Compensation drives results. If you change the plan, you can change the behaviors of the sales force.
This is how most sales leaders think about sales compensation. There is nothing untrue about the idea that compensation can drive behaviors. What is wrong with this statement is that this truth is partial. It is a very small part of the truth, and it leaves out the other—equally or more important ways—to drive behaviors.
Far fewer people than you believe are money motivated. If compensation plans alone were enough to change behaviors and reach your goals, you last compensation plan would have worked (and it’s likely it did for some of the people who are money motivated).
Leading Change
The greatest way to change sales behaviors are to lead those changes. That’s right, the best and most effective method for changing behaviors is to lead them.

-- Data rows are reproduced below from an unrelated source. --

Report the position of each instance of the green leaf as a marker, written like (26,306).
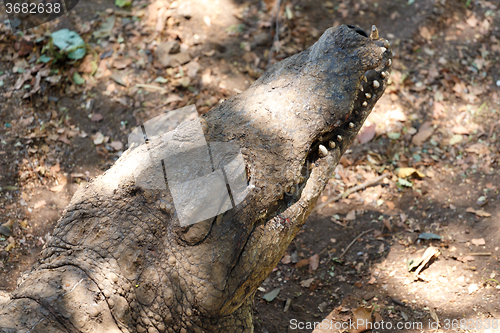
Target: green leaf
(123,3)
(78,79)
(270,296)
(404,182)
(69,43)
(106,27)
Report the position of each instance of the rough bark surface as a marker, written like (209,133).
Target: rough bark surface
(119,261)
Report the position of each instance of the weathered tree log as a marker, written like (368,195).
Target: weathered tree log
(119,259)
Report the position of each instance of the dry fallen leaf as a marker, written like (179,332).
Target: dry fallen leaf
(478,241)
(367,133)
(424,132)
(96,117)
(459,129)
(351,216)
(286,259)
(97,138)
(122,63)
(406,172)
(363,319)
(314,262)
(466,258)
(478,212)
(307,283)
(39,204)
(477,148)
(472,288)
(302,263)
(116,145)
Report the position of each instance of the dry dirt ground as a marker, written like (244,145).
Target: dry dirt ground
(435,134)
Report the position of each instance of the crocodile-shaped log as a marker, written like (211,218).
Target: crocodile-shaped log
(120,260)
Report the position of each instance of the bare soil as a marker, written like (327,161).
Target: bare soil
(439,116)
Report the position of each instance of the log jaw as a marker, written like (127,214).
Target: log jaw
(121,261)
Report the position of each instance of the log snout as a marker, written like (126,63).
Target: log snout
(120,258)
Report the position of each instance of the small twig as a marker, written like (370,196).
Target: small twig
(351,190)
(32,167)
(276,41)
(354,241)
(479,254)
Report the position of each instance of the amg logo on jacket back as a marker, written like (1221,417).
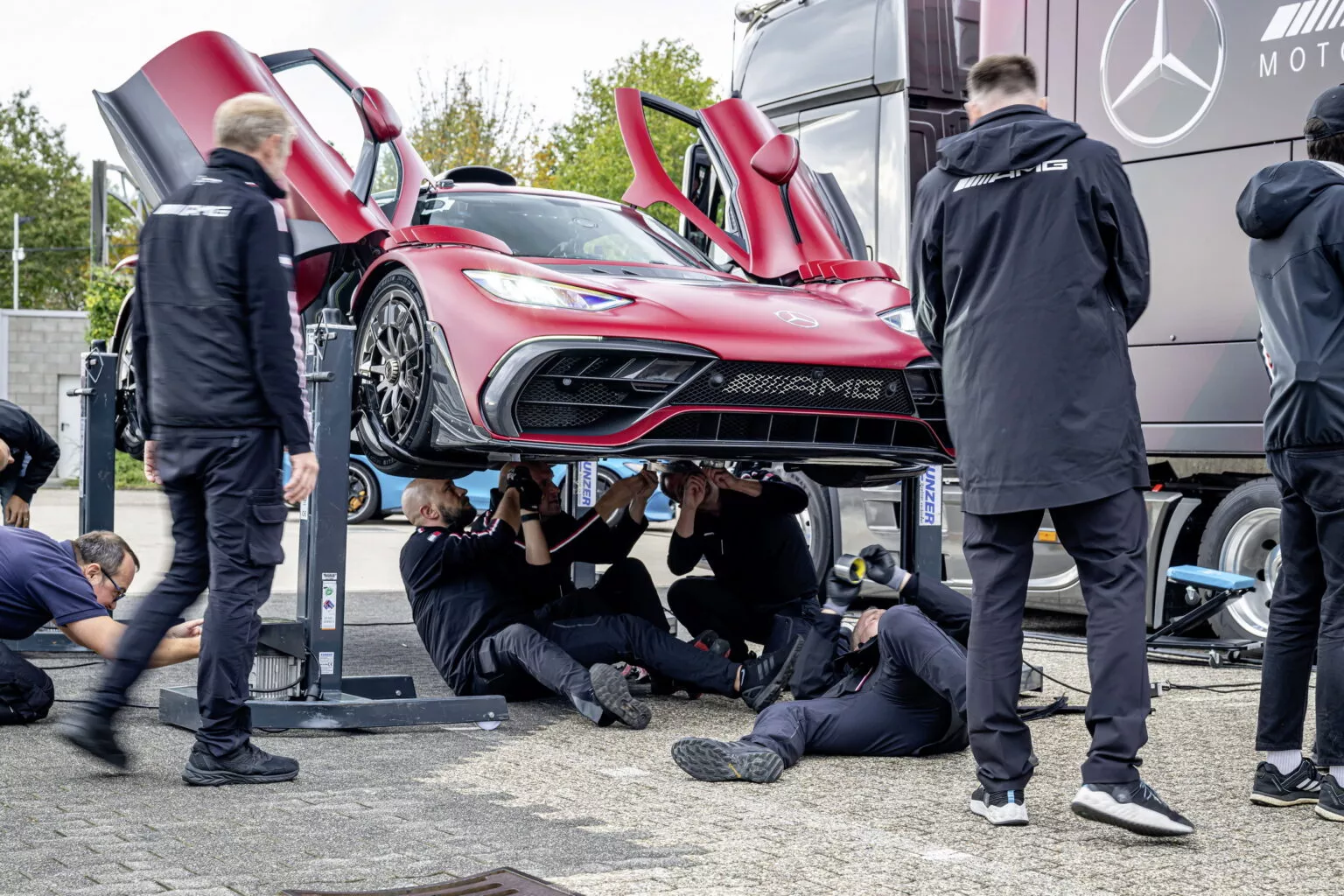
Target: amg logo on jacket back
(980,180)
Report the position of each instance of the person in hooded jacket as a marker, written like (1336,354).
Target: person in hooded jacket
(1028,266)
(895,687)
(1294,215)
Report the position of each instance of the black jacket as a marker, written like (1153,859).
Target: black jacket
(1028,266)
(1294,215)
(586,540)
(453,582)
(214,324)
(756,549)
(27,441)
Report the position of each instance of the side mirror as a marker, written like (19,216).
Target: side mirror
(381,121)
(777,160)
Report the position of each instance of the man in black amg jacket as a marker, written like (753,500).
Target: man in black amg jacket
(764,586)
(27,457)
(220,369)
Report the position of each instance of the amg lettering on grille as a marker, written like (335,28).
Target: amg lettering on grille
(787,384)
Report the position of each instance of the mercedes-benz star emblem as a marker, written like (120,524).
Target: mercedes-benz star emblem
(1143,110)
(797,320)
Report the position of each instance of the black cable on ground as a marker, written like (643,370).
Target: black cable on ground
(130,705)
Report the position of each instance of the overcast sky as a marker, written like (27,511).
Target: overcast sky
(65,49)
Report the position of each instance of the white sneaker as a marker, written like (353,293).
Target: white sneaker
(1133,806)
(1000,806)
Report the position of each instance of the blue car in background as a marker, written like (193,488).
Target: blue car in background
(374,494)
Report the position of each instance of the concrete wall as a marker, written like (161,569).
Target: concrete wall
(37,348)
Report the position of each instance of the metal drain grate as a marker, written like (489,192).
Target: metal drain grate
(501,881)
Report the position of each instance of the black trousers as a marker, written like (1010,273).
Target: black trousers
(228,519)
(702,602)
(523,662)
(1108,540)
(25,690)
(626,587)
(906,707)
(1306,612)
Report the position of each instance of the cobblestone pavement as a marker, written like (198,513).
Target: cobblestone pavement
(606,813)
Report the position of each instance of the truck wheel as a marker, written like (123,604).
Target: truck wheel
(1242,536)
(816,522)
(365,499)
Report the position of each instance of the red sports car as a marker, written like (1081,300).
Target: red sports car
(500,320)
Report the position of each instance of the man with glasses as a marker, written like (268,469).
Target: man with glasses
(75,584)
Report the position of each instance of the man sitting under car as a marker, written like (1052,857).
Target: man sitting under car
(594,537)
(897,687)
(75,584)
(765,584)
(486,640)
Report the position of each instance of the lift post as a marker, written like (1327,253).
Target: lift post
(311,648)
(97,471)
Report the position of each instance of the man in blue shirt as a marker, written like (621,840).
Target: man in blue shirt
(75,584)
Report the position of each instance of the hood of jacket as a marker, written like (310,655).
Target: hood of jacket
(1278,193)
(1007,140)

People will help you launch a new product, enter a new market, and sell at higher margins if you help them understand why it is important, how it benefits the company, and how it is in their long term interest.

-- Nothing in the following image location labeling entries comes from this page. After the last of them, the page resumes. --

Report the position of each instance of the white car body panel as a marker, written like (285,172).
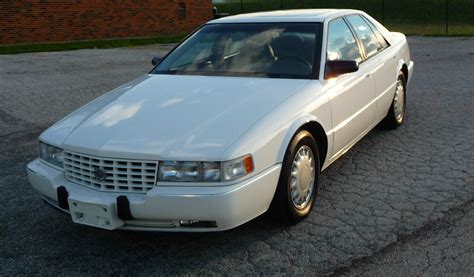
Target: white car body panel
(214,118)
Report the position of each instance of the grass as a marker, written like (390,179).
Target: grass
(73,45)
(420,17)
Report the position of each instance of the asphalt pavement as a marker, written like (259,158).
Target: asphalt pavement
(399,202)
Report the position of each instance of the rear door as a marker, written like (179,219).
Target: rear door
(381,59)
(351,95)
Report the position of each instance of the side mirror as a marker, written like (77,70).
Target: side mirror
(336,68)
(156,60)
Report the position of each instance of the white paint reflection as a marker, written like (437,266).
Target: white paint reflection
(171,102)
(116,113)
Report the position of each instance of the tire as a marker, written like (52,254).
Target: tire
(395,117)
(284,207)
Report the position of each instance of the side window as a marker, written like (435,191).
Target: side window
(383,42)
(341,42)
(365,34)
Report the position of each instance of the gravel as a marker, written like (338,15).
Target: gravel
(396,193)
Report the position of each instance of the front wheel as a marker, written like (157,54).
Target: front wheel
(396,114)
(298,184)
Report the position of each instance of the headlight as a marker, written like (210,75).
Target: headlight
(177,171)
(237,168)
(51,154)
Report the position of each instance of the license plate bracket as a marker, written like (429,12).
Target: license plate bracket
(94,214)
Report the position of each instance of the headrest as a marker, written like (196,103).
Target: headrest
(288,45)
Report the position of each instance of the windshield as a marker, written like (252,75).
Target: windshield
(279,50)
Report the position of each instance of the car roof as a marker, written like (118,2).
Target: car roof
(301,15)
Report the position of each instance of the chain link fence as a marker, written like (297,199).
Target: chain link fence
(427,17)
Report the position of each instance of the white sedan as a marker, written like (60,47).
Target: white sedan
(238,119)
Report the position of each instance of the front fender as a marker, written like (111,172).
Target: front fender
(298,124)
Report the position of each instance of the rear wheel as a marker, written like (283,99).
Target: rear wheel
(396,114)
(298,184)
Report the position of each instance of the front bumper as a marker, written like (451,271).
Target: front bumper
(164,207)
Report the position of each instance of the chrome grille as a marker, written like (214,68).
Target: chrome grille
(110,174)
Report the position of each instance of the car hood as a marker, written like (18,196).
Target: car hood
(170,116)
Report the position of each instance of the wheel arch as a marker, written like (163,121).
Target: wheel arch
(311,124)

Compensation is no substitute for leadership.
Accountability
You are allowed to ask people to do the things that need done and hold them accountable for doing so. You are allowed to do this without changing the compensation plan. You can ask them to do it just because it is what must be done now.
You can also hold them accountable for doing so. Not every change requires a change in compensation, and there is a strong argument that you set a poor precedent by always having to compensate a necessary change.
More money isn’t a replacement for accountability.
Recognition
Some people are more motivated by recognition than money. You can effect a change by providing recognition and heaping praise on people who produce results.
Too many companies are too stingy with praise. They dole it out like it a rare and expensive commodity. Then they don’t understand why people feel unappreciated, why they are unengaged, why they aren’t motivated, and why they eventually leave.
Recognition is free. So is gratitude.
There are plenty of reasons to change a compensation plan, but using only the compensation plan to drive change is to leave many other more powerful and more potent weapons unfired.
If compensation is the only tool you intend to use to drive behavioral changes, you aren’t going to achieve the results you are capable of, not will you do so as quickly as you could.